LangChain + Deep Agents stack gives strong graph composition and ecosystem depth.
Flue gives a harness-first pattern that is closer to "agent runtime as deployable unit."

The right choice is less about who is technically richer on paper and more about where you want complexity to live.

Against CrewAI style YAML orchestration

CrewAI is practical for many Python-first teams and multi-agent role workflows. The template and crew model are simple to read. The tradeoff is the degree of TypeScript-native runtime portability is lower for teams that operate in JS/TS infrastructure first.

Flue is TypeScript-first by design, so it naturally fits teams already shipping TS tooling. That is not a quality comparison. It is a fit comparison.

Is Flue just rebranding, or a real shift?

To avoid hype, here is how I test this question.
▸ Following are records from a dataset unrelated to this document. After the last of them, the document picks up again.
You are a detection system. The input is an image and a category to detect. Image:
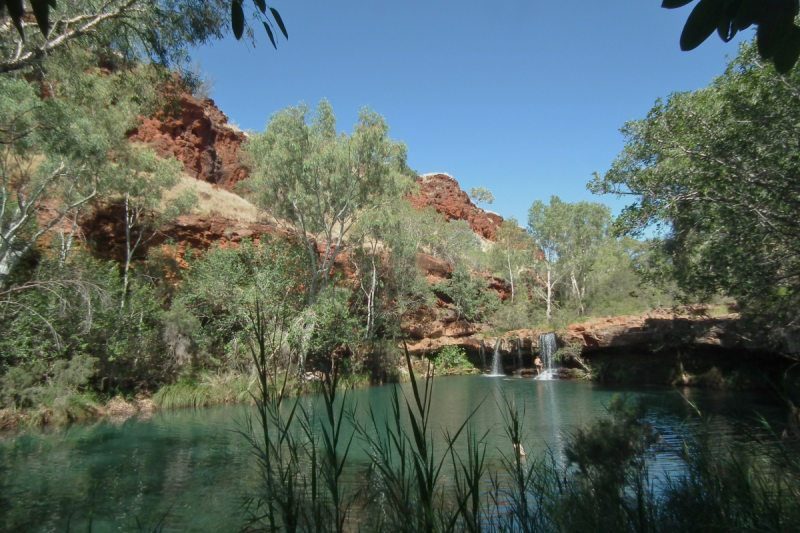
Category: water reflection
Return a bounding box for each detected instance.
[0,376,781,532]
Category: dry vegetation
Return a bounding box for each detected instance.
[164,176,266,223]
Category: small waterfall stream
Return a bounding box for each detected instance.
[536,333,557,379]
[489,337,505,376]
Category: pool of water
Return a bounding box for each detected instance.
[0,376,783,533]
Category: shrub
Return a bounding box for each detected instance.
[436,265,500,320]
[433,346,472,368]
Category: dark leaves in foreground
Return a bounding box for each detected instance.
[0,0,289,48]
[661,0,800,74]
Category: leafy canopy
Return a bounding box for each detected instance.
[241,100,411,304]
[589,38,800,324]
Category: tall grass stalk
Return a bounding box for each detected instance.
[236,301,800,533]
[354,342,478,533]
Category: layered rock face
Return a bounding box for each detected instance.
[406,174,503,241]
[81,204,290,268]
[403,310,748,357]
[130,94,247,190]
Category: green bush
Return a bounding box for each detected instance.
[436,265,500,321]
[433,346,472,369]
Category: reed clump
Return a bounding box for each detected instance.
[245,334,800,533]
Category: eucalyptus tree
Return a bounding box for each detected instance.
[350,199,438,340]
[0,0,289,73]
[104,147,192,308]
[241,100,411,307]
[590,39,800,323]
[528,196,611,319]
[0,50,173,286]
[492,217,530,303]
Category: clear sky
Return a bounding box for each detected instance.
[193,0,752,225]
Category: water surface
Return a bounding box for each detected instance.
[0,376,782,533]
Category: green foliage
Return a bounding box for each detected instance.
[469,187,494,204]
[0,50,174,287]
[436,265,500,320]
[590,39,800,332]
[240,100,410,305]
[433,345,472,369]
[564,395,658,484]
[661,0,800,74]
[173,238,306,371]
[0,0,234,73]
[0,354,98,408]
[350,199,432,340]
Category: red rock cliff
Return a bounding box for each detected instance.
[406,174,503,241]
[130,94,247,190]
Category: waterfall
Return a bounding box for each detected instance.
[490,337,505,376]
[536,333,557,379]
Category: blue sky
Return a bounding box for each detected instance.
[192,0,752,225]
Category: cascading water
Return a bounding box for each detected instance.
[489,337,505,376]
[536,333,557,379]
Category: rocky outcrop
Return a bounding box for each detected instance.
[81,204,290,268]
[403,310,749,360]
[559,311,747,354]
[129,94,247,190]
[406,174,503,241]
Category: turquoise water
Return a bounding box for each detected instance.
[0,376,782,533]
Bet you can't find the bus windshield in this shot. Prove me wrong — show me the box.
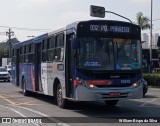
[77,37,141,70]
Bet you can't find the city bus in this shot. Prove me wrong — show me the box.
[12,20,143,108]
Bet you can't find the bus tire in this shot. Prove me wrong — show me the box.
[55,83,68,108]
[105,100,119,107]
[22,78,29,96]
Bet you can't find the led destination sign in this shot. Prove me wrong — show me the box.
[90,25,130,33]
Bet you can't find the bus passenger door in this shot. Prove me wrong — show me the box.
[34,43,42,91]
[65,34,74,98]
[15,49,19,86]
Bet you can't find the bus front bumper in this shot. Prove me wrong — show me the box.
[75,85,143,101]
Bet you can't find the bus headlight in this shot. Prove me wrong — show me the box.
[133,83,139,87]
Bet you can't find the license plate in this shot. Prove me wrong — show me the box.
[109,92,121,97]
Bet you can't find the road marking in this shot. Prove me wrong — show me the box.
[0,94,39,105]
[140,98,157,107]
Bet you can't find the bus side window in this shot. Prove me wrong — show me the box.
[55,33,64,61]
[42,40,47,62]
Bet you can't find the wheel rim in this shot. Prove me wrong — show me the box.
[57,86,63,106]
[23,80,26,94]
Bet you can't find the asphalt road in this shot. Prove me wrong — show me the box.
[0,81,160,126]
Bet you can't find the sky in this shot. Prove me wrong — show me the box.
[0,0,160,42]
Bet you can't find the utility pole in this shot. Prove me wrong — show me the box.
[6,28,14,58]
[149,0,153,73]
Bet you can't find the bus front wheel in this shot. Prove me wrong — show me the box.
[56,84,68,108]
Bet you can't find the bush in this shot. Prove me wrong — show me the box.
[143,74,160,87]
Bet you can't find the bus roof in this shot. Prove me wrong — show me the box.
[12,33,48,48]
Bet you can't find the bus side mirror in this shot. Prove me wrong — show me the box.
[72,38,79,49]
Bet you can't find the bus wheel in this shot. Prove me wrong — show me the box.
[22,79,29,96]
[56,84,67,108]
[105,100,118,107]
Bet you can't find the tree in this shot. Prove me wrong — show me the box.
[136,12,151,30]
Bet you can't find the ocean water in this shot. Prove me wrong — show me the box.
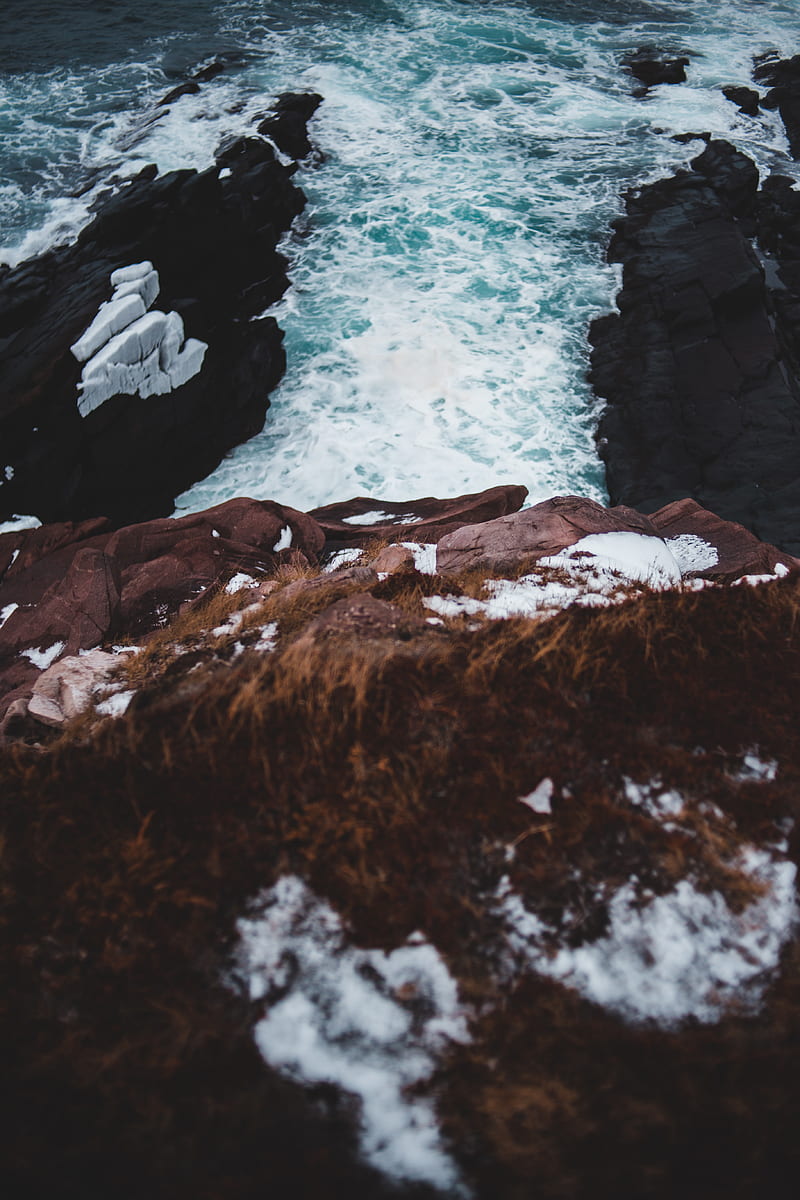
[0,0,800,511]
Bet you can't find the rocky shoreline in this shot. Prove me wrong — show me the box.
[590,52,800,553]
[0,94,320,526]
[0,50,800,1200]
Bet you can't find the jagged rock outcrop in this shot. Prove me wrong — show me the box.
[437,496,800,582]
[590,140,800,553]
[621,46,690,96]
[753,54,800,158]
[0,499,325,715]
[311,484,528,547]
[0,96,319,526]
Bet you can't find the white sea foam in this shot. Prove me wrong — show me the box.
[0,0,796,511]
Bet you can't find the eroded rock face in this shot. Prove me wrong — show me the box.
[650,499,800,583]
[0,97,319,524]
[0,499,326,715]
[311,484,528,547]
[437,496,658,571]
[621,46,690,94]
[753,54,800,158]
[590,142,800,553]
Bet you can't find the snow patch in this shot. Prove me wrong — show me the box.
[519,779,554,814]
[236,876,469,1195]
[401,541,437,575]
[342,509,422,524]
[733,746,777,784]
[540,533,681,588]
[272,526,291,554]
[0,604,19,629]
[498,846,798,1028]
[323,546,362,575]
[19,642,67,671]
[667,533,720,575]
[0,514,42,533]
[225,571,258,596]
[96,690,136,716]
[72,262,207,416]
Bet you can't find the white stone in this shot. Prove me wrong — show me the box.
[161,312,186,371]
[112,271,161,308]
[70,292,148,362]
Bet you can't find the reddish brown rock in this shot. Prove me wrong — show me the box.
[650,498,800,583]
[369,546,416,575]
[309,484,528,546]
[437,496,661,571]
[296,592,431,646]
[0,517,110,580]
[278,566,378,604]
[0,499,326,714]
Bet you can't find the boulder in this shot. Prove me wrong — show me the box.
[753,54,800,158]
[295,592,431,650]
[650,498,800,583]
[26,650,120,727]
[722,86,762,116]
[437,496,660,572]
[0,499,326,714]
[309,484,528,548]
[621,46,690,95]
[0,97,326,526]
[258,91,323,160]
[589,140,800,554]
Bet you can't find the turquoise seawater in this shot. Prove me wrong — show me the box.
[0,0,800,510]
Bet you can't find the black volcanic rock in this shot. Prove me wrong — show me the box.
[753,54,800,158]
[621,46,690,91]
[722,88,762,116]
[590,142,800,554]
[0,97,318,524]
[258,91,323,160]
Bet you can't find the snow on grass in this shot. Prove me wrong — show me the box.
[236,876,469,1195]
[498,846,798,1028]
[323,546,362,575]
[225,571,258,596]
[733,746,777,784]
[622,776,686,820]
[0,514,42,533]
[0,604,19,629]
[96,690,136,716]
[540,533,681,588]
[519,779,554,814]
[730,563,789,588]
[667,533,720,575]
[272,526,291,554]
[19,642,67,671]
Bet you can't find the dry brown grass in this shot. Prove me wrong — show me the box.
[0,576,800,1200]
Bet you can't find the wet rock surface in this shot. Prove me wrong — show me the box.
[309,484,528,548]
[0,96,319,526]
[590,140,800,553]
[0,500,326,714]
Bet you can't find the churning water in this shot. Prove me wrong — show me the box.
[0,0,800,510]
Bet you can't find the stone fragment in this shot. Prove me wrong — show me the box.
[437,496,660,572]
[28,650,120,726]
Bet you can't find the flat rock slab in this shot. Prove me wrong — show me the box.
[0,96,319,526]
[437,496,658,572]
[309,484,528,548]
[0,499,326,724]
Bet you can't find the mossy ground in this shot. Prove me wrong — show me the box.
[0,574,800,1200]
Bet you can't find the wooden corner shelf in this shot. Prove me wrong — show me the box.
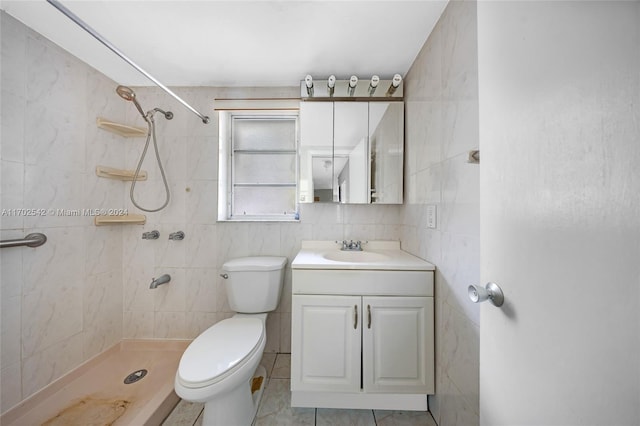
[96,117,147,138]
[96,166,147,181]
[93,214,147,226]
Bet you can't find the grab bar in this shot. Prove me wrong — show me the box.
[0,232,47,248]
[47,0,211,124]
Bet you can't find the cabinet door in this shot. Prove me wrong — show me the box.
[298,102,335,203]
[362,297,434,393]
[291,295,362,392]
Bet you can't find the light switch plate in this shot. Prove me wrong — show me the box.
[427,204,438,229]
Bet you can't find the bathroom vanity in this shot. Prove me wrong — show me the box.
[291,241,435,410]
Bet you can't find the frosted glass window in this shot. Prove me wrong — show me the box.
[218,111,298,221]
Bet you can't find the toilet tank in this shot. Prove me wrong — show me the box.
[222,256,287,314]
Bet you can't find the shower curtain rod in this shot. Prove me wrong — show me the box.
[47,0,210,124]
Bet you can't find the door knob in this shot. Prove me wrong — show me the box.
[468,283,504,306]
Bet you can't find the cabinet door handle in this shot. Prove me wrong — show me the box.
[353,305,358,329]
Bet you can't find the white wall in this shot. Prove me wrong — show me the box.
[402,1,480,426]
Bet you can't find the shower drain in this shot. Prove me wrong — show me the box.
[124,369,147,385]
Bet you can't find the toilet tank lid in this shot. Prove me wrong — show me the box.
[222,256,287,271]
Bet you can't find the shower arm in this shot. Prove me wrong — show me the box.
[47,0,211,124]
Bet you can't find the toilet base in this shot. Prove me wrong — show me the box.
[202,365,267,426]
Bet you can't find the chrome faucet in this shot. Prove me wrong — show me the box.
[340,240,362,251]
[149,274,171,289]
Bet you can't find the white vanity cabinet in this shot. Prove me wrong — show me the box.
[291,246,435,410]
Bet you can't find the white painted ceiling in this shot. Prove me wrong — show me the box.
[0,0,447,86]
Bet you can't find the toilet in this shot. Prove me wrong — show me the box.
[175,256,287,426]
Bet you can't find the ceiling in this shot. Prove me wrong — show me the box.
[0,0,447,86]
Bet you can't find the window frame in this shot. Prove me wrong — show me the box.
[218,109,300,222]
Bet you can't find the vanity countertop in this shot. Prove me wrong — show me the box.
[291,241,435,271]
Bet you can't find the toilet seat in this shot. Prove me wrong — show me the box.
[177,317,264,388]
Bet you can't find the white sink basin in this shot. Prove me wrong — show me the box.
[322,251,390,263]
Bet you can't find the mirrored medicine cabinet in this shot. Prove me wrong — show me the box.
[299,101,404,204]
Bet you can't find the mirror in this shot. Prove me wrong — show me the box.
[299,102,404,204]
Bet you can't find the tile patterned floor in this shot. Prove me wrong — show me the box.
[162,354,437,426]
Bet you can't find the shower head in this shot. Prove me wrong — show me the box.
[116,86,147,121]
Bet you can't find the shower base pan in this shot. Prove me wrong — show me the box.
[0,340,190,426]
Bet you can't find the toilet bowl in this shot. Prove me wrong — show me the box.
[175,256,287,426]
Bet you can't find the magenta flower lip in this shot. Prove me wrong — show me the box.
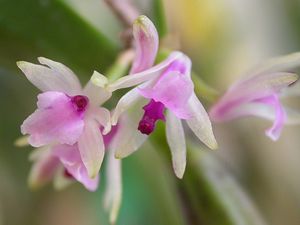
[71,95,89,112]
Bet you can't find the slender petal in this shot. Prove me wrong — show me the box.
[53,145,99,191]
[91,107,111,135]
[83,71,112,106]
[104,151,122,224]
[107,52,183,91]
[28,149,60,189]
[250,52,300,74]
[166,111,186,179]
[130,16,158,74]
[255,95,286,141]
[210,73,298,121]
[186,94,218,149]
[78,119,104,178]
[38,57,81,94]
[17,61,80,95]
[111,88,143,126]
[21,92,84,147]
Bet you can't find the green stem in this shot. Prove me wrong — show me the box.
[150,123,265,225]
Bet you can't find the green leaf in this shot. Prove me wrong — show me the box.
[152,0,168,38]
[0,0,118,74]
[181,148,265,225]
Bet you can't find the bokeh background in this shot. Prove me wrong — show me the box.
[0,0,300,225]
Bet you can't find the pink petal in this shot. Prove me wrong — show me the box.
[210,73,298,121]
[28,149,60,189]
[107,52,183,91]
[21,92,84,147]
[78,118,105,178]
[258,95,286,141]
[130,16,158,74]
[53,145,99,191]
[139,57,194,119]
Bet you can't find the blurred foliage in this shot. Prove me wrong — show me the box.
[0,0,300,225]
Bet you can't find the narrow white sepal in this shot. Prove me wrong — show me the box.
[166,111,186,179]
[186,93,218,149]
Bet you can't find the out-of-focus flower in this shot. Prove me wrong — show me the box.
[17,57,111,178]
[210,53,300,141]
[28,145,99,191]
[92,14,217,178]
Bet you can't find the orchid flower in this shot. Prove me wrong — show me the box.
[17,57,111,178]
[210,53,300,141]
[92,16,217,178]
[28,145,99,191]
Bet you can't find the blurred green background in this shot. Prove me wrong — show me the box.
[0,0,300,225]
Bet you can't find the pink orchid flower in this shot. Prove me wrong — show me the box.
[17,57,111,178]
[92,16,217,178]
[29,145,99,191]
[210,53,300,141]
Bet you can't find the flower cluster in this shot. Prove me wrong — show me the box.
[17,16,300,222]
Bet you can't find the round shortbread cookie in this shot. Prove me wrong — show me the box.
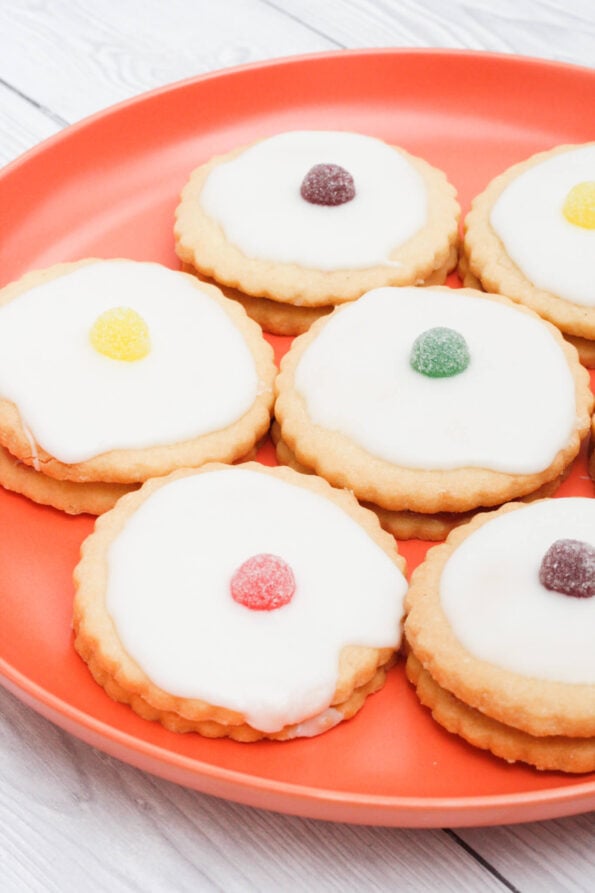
[405,652,595,773]
[0,260,276,494]
[275,288,593,516]
[405,497,595,744]
[463,143,595,344]
[74,463,407,740]
[174,131,460,332]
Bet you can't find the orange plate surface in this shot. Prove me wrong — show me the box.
[0,50,595,827]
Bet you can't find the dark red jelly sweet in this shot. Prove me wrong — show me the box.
[300,164,355,205]
[539,540,595,598]
[230,553,295,611]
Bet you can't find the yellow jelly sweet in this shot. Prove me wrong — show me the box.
[89,307,151,362]
[563,180,595,229]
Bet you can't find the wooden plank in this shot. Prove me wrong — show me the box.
[0,690,505,893]
[0,84,61,166]
[278,0,595,66]
[456,813,595,893]
[0,0,336,123]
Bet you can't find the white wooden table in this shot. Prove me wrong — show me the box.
[0,0,595,893]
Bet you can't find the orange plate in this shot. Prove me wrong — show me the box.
[0,50,595,827]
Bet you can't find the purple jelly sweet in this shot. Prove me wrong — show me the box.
[539,540,595,598]
[300,164,355,205]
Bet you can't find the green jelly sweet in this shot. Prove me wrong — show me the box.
[410,326,471,378]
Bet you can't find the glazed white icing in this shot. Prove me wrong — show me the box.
[0,261,260,463]
[490,143,595,307]
[200,131,428,270]
[107,467,407,734]
[295,288,576,474]
[440,497,595,684]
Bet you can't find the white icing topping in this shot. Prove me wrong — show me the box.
[490,144,595,307]
[200,131,427,270]
[0,261,260,463]
[295,288,576,474]
[107,468,407,734]
[440,498,595,684]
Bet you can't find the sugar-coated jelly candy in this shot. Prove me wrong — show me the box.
[410,326,470,378]
[300,164,355,205]
[230,553,295,611]
[539,539,595,598]
[563,180,595,229]
[89,307,151,362]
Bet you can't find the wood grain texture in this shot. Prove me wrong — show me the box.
[456,814,595,893]
[0,0,595,893]
[0,85,61,166]
[0,0,335,123]
[0,690,502,893]
[271,0,595,66]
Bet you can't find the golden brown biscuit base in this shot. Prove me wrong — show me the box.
[464,146,595,341]
[457,254,595,369]
[405,652,595,773]
[0,447,139,515]
[405,503,595,738]
[562,332,595,369]
[182,247,458,335]
[274,288,593,515]
[0,447,264,515]
[271,422,569,542]
[0,258,277,484]
[73,463,405,740]
[77,645,396,743]
[174,139,460,307]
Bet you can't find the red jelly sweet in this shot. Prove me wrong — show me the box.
[230,553,295,611]
[539,539,595,598]
[300,164,355,205]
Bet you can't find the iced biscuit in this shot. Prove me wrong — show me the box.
[0,260,276,512]
[406,498,595,772]
[275,288,593,538]
[74,463,407,741]
[461,143,595,368]
[175,131,459,334]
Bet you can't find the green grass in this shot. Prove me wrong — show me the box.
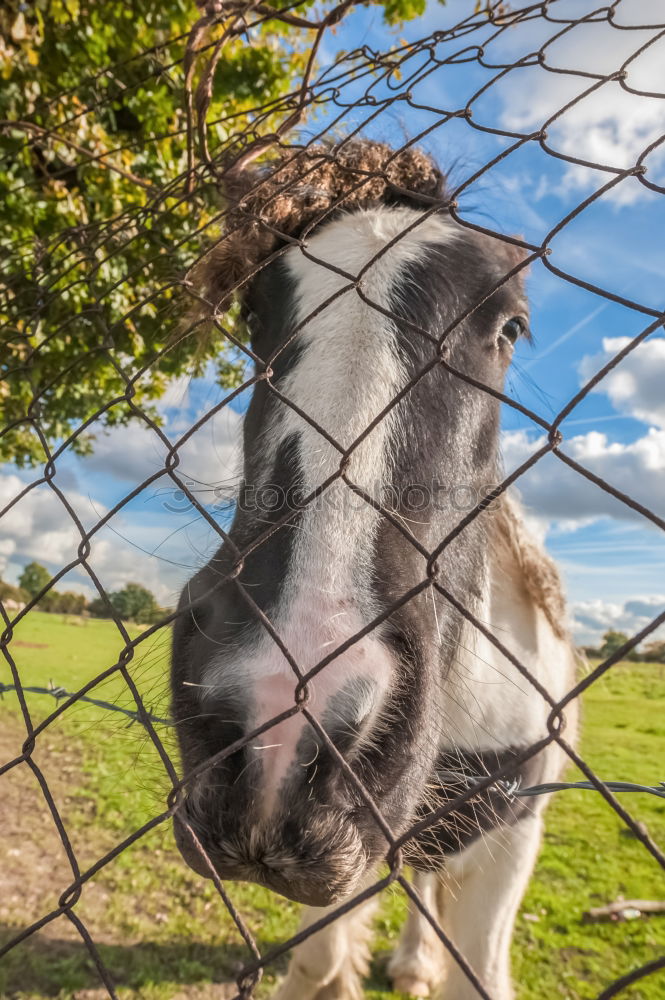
[0,612,665,1000]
Test 1: framework does the harness work for you

If your team still writes custom runbook code for each environment, it is not a shift. If your team can move an agent flow from local to CI with mostly stable behavior, it is a shift.

Test 2: session output can be consumed by other systems

If most outcomes are still free-form prose, your orchestration stays fragile. If outcomes are structured and contract oriented, you can automate safely.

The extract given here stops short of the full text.